私にとって2度目のピアノ発表会が2月11日にありました。小学校の教室くらいの会場にスタインウエイのグランドピアノ。
実は前日の土曜日にリハーサルができるというので出かけていきました。本番と同じ会場で同じピアノで練習できます。私が着いた時には先に、同世代(40代半ばくらい)の男性が弾いていました。
お互いに観客になって聴きあいましょうということになって、私の先生とその男性、その方の先生と観客は3名。たったこれだけでも急に緊張してしまいました。いつもの調子とはうって変わって、とちりまくり、途中何度も止まって「こんなはずでは…?」という思いと、その男性はゆっくりではありましたが無難に弾き終わって、あまりのレベル差に落ち込んでしまいました。
聞けばこの教室の発表会はもう6〜7年目の参加だそうで、そういえば昨年「イエスタデイワンスモア」を弾かれたことを思い出しました。以前は男性はその方ひとりだったそうですが、年々増えてきたそうで、今年は私を含めピアノの男性は4名です。
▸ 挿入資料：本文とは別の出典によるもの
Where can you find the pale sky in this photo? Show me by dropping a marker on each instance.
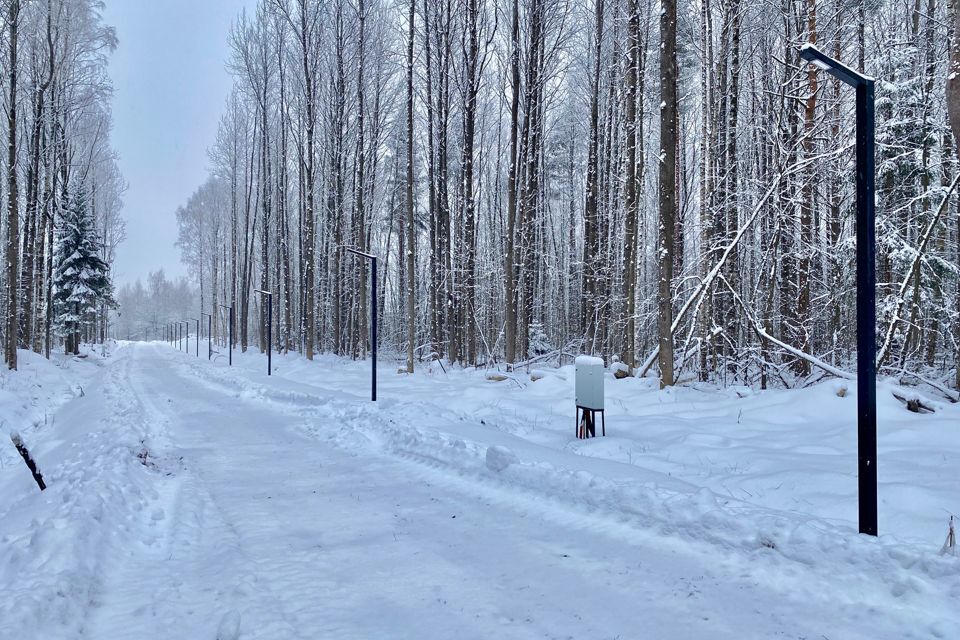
(171, 85)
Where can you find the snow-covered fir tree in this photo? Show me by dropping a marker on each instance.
(81, 277)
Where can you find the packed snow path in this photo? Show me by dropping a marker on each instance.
(215, 509)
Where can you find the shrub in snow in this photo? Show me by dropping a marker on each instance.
(620, 370)
(950, 545)
(539, 343)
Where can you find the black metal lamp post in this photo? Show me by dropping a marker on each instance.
(269, 295)
(373, 319)
(230, 337)
(866, 283)
(197, 320)
(209, 333)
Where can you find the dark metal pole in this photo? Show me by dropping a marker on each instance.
(373, 327)
(866, 311)
(866, 283)
(269, 334)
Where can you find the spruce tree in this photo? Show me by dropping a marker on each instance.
(81, 279)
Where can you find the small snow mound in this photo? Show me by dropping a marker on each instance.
(229, 628)
(499, 458)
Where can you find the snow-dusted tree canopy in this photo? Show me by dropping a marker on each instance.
(56, 95)
(527, 139)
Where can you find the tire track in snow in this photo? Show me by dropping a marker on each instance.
(188, 563)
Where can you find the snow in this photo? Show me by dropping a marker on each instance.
(187, 499)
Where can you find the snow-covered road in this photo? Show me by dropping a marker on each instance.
(185, 503)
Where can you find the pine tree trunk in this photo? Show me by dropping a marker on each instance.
(668, 186)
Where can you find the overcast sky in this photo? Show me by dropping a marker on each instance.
(171, 85)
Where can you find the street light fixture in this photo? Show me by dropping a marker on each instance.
(269, 295)
(373, 318)
(230, 337)
(209, 333)
(866, 282)
(197, 320)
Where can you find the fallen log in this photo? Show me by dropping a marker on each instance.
(28, 459)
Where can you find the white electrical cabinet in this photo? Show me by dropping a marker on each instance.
(589, 383)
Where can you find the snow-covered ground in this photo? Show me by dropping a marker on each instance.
(192, 500)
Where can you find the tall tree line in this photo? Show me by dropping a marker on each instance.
(664, 183)
(56, 94)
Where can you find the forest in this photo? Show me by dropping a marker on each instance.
(62, 188)
(666, 184)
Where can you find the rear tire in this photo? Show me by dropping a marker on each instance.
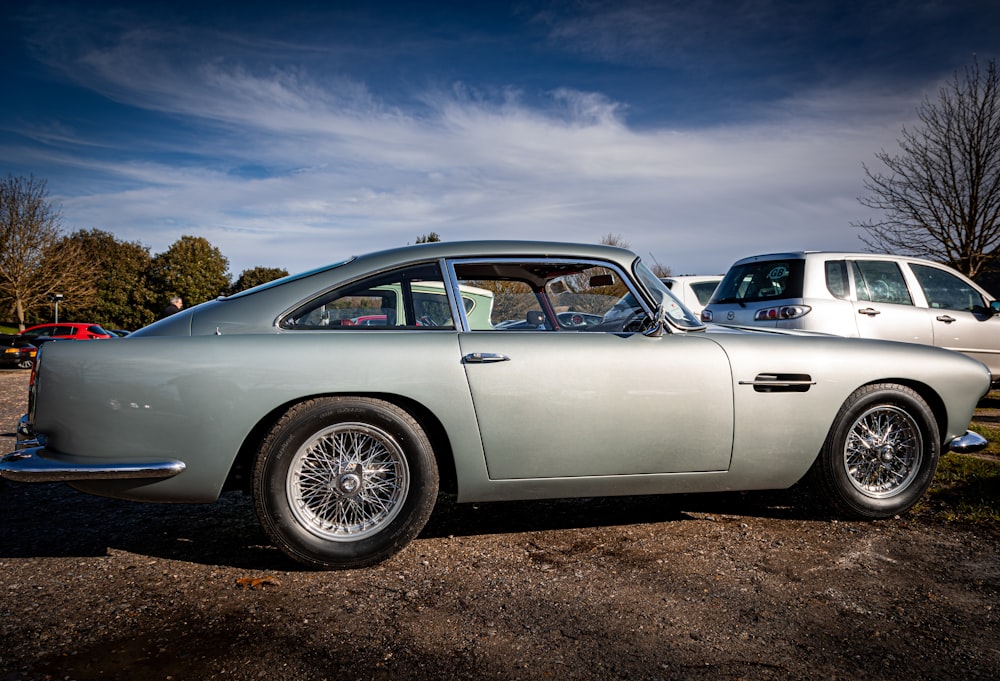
(344, 482)
(881, 453)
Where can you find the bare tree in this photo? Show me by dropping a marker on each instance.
(612, 239)
(35, 261)
(941, 195)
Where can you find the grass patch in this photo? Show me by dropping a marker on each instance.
(966, 489)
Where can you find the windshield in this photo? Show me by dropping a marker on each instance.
(676, 313)
(761, 281)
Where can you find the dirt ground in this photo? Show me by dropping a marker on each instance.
(742, 586)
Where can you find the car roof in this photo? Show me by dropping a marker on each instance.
(834, 255)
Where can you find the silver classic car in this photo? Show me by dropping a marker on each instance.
(344, 432)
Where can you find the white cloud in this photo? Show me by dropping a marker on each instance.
(342, 172)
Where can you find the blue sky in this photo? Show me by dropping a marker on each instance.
(293, 134)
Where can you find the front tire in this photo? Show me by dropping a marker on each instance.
(881, 453)
(344, 482)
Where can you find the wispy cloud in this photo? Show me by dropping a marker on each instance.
(294, 162)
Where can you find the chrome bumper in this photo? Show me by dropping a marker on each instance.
(35, 464)
(970, 443)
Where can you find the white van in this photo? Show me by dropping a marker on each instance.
(864, 295)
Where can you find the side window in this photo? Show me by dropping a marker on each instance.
(547, 296)
(880, 281)
(944, 290)
(412, 298)
(836, 278)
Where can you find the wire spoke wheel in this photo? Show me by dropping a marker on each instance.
(344, 482)
(880, 454)
(347, 482)
(883, 451)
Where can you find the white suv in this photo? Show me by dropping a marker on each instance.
(861, 294)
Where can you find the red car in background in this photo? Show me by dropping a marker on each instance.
(66, 331)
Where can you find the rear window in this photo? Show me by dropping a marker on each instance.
(761, 281)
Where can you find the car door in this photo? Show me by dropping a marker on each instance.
(590, 400)
(884, 307)
(960, 316)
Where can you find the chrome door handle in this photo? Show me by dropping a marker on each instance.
(485, 358)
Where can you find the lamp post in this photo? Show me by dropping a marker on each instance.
(55, 298)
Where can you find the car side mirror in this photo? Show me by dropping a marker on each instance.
(658, 323)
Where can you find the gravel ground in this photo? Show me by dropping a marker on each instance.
(743, 586)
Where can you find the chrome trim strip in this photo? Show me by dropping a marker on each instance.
(970, 443)
(485, 358)
(33, 465)
(778, 384)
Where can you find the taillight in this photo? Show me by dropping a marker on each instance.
(773, 314)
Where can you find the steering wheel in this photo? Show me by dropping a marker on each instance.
(636, 322)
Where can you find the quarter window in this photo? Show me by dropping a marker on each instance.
(550, 296)
(880, 281)
(413, 297)
(944, 290)
(836, 278)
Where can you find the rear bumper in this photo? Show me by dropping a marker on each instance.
(36, 464)
(970, 443)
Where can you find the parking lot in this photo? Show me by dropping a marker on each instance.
(750, 586)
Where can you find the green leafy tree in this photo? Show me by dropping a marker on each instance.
(124, 299)
(191, 268)
(35, 262)
(255, 276)
(941, 196)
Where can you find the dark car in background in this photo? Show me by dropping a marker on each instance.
(17, 352)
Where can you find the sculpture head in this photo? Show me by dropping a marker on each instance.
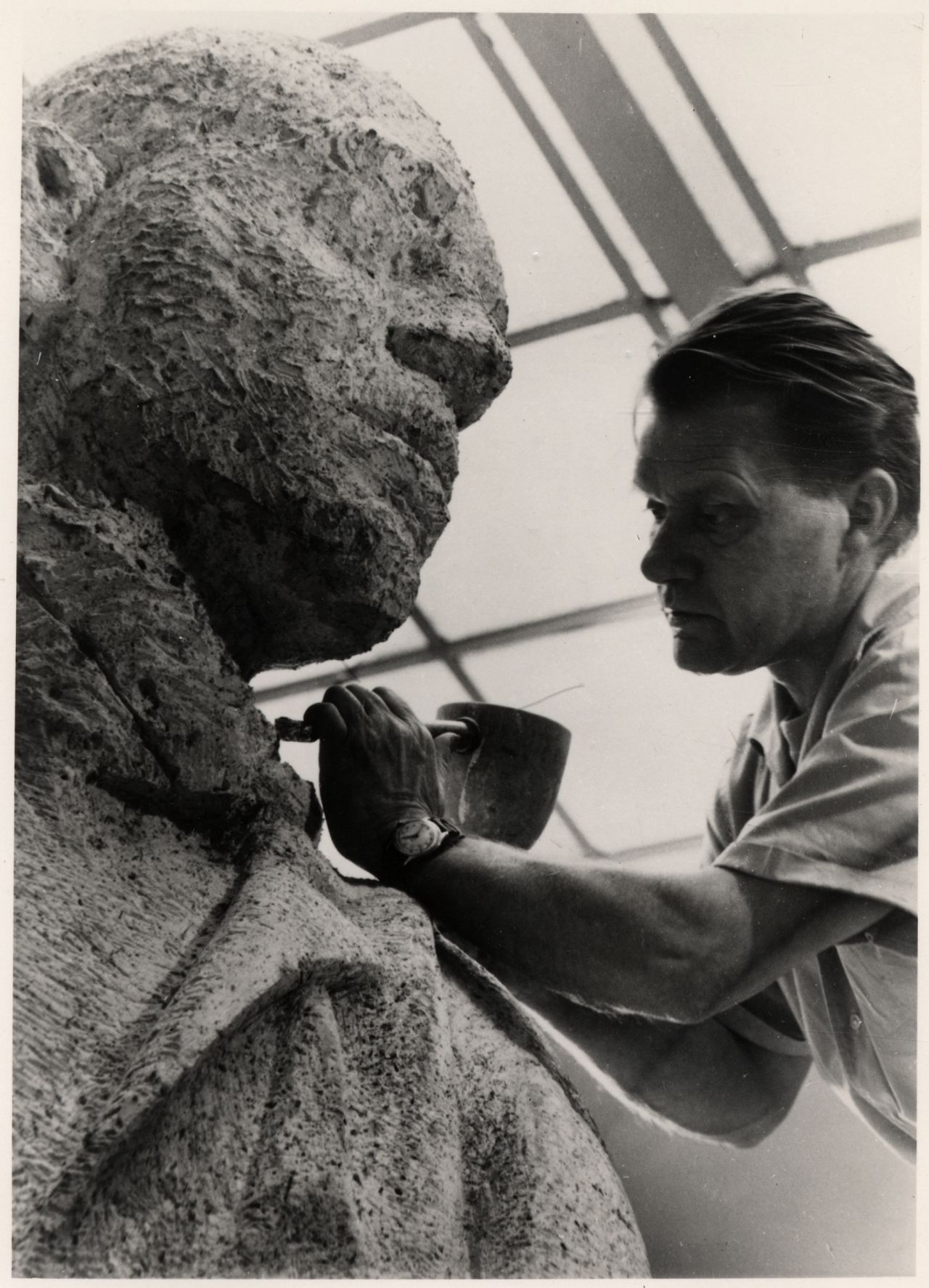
(277, 308)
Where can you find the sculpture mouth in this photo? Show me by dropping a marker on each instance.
(426, 436)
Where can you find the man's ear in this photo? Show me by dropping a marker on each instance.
(872, 501)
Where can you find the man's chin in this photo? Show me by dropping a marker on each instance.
(700, 657)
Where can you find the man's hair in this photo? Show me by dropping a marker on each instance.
(843, 406)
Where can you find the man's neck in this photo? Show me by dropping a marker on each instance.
(803, 674)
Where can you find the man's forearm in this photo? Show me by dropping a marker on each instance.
(699, 1077)
(578, 928)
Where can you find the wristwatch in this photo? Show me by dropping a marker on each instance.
(424, 837)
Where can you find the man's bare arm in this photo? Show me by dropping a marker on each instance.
(679, 947)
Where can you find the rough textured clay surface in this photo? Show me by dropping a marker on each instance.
(258, 307)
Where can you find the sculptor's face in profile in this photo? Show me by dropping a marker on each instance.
(299, 295)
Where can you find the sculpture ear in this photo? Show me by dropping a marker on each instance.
(872, 507)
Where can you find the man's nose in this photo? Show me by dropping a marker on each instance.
(466, 356)
(669, 555)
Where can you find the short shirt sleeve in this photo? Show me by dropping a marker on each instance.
(846, 820)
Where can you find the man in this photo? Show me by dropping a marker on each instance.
(780, 468)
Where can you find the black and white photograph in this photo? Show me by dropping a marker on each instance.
(466, 644)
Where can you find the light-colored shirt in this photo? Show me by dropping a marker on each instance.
(827, 799)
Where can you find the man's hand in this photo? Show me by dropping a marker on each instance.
(379, 767)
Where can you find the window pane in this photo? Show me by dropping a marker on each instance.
(695, 158)
(551, 263)
(544, 514)
(822, 108)
(649, 741)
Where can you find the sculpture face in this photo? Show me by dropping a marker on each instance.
(283, 308)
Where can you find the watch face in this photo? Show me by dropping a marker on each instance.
(417, 836)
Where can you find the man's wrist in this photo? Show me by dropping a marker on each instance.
(416, 841)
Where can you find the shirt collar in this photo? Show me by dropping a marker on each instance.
(889, 599)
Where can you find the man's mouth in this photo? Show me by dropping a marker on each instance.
(679, 617)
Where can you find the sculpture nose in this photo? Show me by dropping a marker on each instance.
(470, 361)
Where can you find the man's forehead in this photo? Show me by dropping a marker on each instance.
(717, 437)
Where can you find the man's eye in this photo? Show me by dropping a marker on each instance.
(719, 518)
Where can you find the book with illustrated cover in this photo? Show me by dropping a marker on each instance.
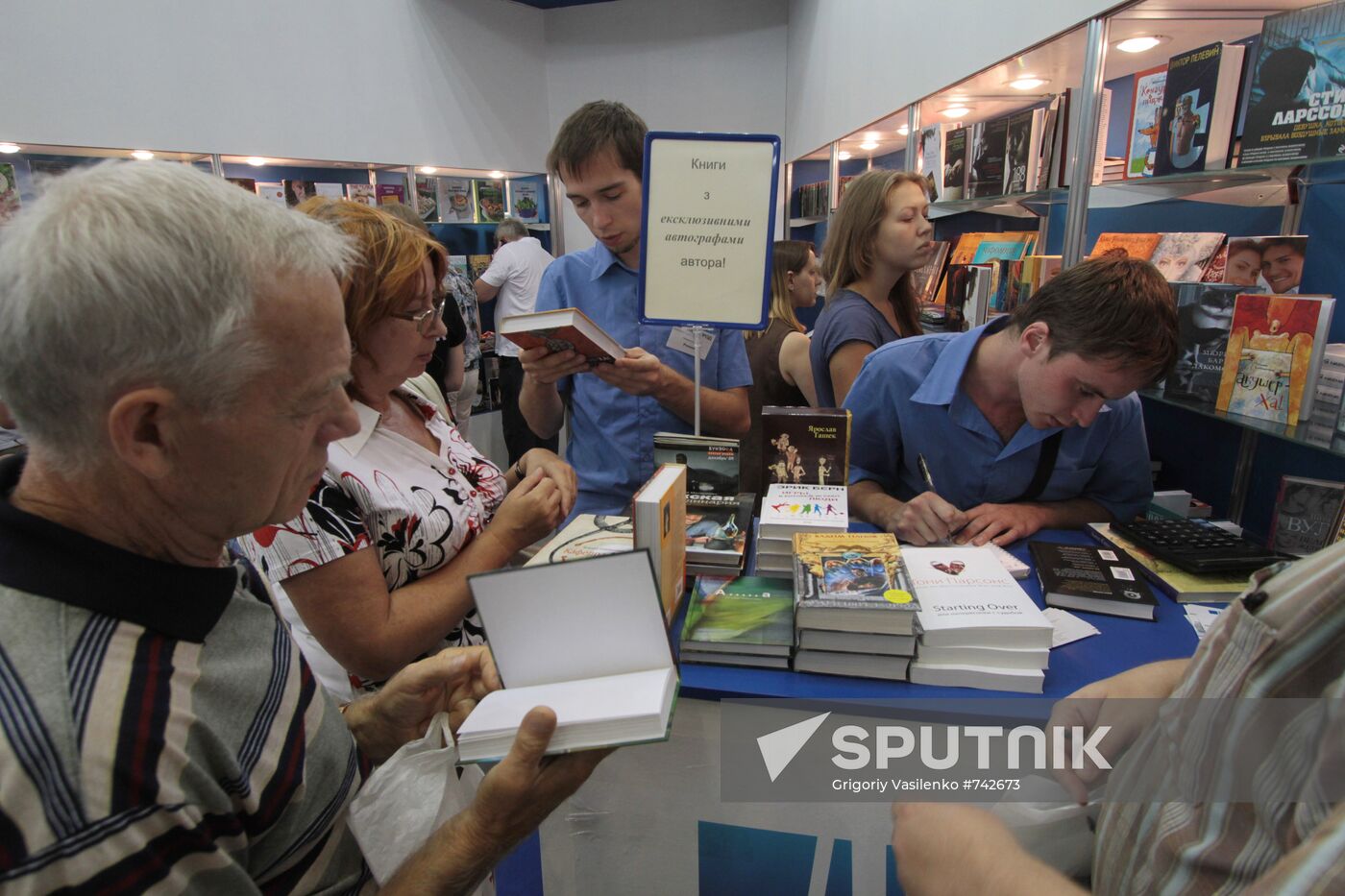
(427, 198)
(562, 329)
(390, 194)
(1307, 514)
(362, 193)
(968, 599)
(743, 615)
(1146, 120)
(1126, 245)
(1204, 321)
(1274, 352)
(1200, 103)
(954, 166)
(658, 512)
(456, 202)
(524, 195)
(1184, 255)
(850, 581)
(490, 201)
(1294, 74)
(986, 173)
(10, 201)
(804, 446)
(1092, 580)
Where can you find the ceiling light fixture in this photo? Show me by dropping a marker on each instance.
(1140, 42)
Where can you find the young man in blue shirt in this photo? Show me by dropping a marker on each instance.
(616, 408)
(1026, 423)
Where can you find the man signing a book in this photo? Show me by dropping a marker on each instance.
(1026, 423)
(616, 408)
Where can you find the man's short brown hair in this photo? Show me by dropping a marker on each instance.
(592, 130)
(1109, 309)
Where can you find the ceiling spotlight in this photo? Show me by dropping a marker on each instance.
(1140, 43)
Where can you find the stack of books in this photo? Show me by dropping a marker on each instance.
(977, 627)
(789, 510)
(853, 613)
(746, 620)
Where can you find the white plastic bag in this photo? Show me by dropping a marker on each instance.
(409, 797)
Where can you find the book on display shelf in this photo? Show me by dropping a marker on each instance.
(1180, 586)
(1091, 580)
(746, 615)
(968, 599)
(804, 446)
(1200, 103)
(605, 691)
(1204, 321)
(853, 665)
(562, 329)
(1308, 514)
(1274, 351)
(1184, 255)
(1146, 120)
(954, 166)
(1293, 87)
(658, 513)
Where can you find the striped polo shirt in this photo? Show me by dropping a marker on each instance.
(1284, 638)
(158, 728)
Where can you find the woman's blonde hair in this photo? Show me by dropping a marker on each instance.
(849, 251)
(390, 252)
(787, 257)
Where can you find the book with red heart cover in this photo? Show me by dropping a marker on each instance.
(968, 599)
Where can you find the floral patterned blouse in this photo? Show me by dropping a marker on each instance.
(382, 490)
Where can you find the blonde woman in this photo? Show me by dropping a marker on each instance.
(782, 373)
(881, 234)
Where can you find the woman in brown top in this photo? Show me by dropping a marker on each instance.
(779, 354)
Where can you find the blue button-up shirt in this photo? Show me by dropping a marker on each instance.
(908, 401)
(611, 437)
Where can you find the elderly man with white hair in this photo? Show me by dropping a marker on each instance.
(158, 728)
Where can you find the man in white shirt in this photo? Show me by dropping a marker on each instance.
(513, 278)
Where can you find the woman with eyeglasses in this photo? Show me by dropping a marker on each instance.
(373, 573)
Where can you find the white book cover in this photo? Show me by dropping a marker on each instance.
(789, 509)
(967, 597)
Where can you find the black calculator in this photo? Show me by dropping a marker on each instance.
(1197, 546)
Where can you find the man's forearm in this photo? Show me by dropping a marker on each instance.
(722, 412)
(541, 406)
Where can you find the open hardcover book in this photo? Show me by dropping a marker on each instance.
(611, 690)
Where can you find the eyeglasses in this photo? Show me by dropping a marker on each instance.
(424, 321)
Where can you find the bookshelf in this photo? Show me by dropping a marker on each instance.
(1233, 460)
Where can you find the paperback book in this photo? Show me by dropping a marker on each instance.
(804, 446)
(1091, 580)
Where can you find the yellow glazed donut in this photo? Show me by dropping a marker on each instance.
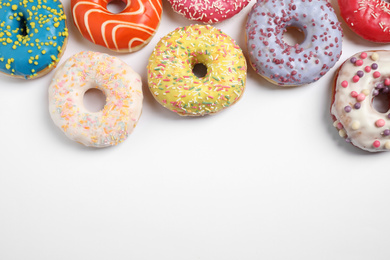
(119, 83)
(175, 86)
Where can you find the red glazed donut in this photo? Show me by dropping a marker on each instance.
(127, 31)
(370, 19)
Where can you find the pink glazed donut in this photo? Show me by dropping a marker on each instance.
(208, 11)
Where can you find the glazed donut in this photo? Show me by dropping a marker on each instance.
(359, 80)
(121, 86)
(33, 37)
(370, 19)
(304, 63)
(175, 86)
(127, 31)
(211, 11)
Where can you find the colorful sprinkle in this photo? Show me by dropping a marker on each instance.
(380, 123)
結局、家に帰ってからと翌日の朝と残りの時間で何度も繰り返し練習し、自宅ではこれだけ弾けるのになぜ人前では? という一抹の不安をかかえて本番を迎えました。
午後2時開演、演奏者の年齢は大学生から白髪初老の男女まであわせて25組。はじめバイオリン、ハープ演奏、リコーダー、独唱に合唱と出演者の顔ぶれと構成は昨年とほぼ同じ。ピアノは13人で今回初参加が2名。うち一人はまだ若い男性です。この方がピアノのトップバッターでした。
サザンの「いとしのエリー」を演奏されました。途中までは順調でしたが、後半でパッタリ止まってしまいました。また少し前の所から弾き直されましたがやはり同じ所で止まってしまいます。
その時です、会場から誰ともなくハミングが聞こえてきます。必死に音符を思い出そうとする男性に見かねて先生が出て行かれて、最後は先生との連弾でみんなでハミングになりました。ちょっと感動的なシーンでしたね。恥ずかしそうに席に戻る男性に喝采の拍手が送られたことは言うまでもありません。
この方のおかげで会場が和やかになったように感じました。思えば私も昨年は習いはじめて6ヶ月で無謀にも初参加し、手は震え、冷や汗びっしょりでなんとか弾きおえたことを思い出します。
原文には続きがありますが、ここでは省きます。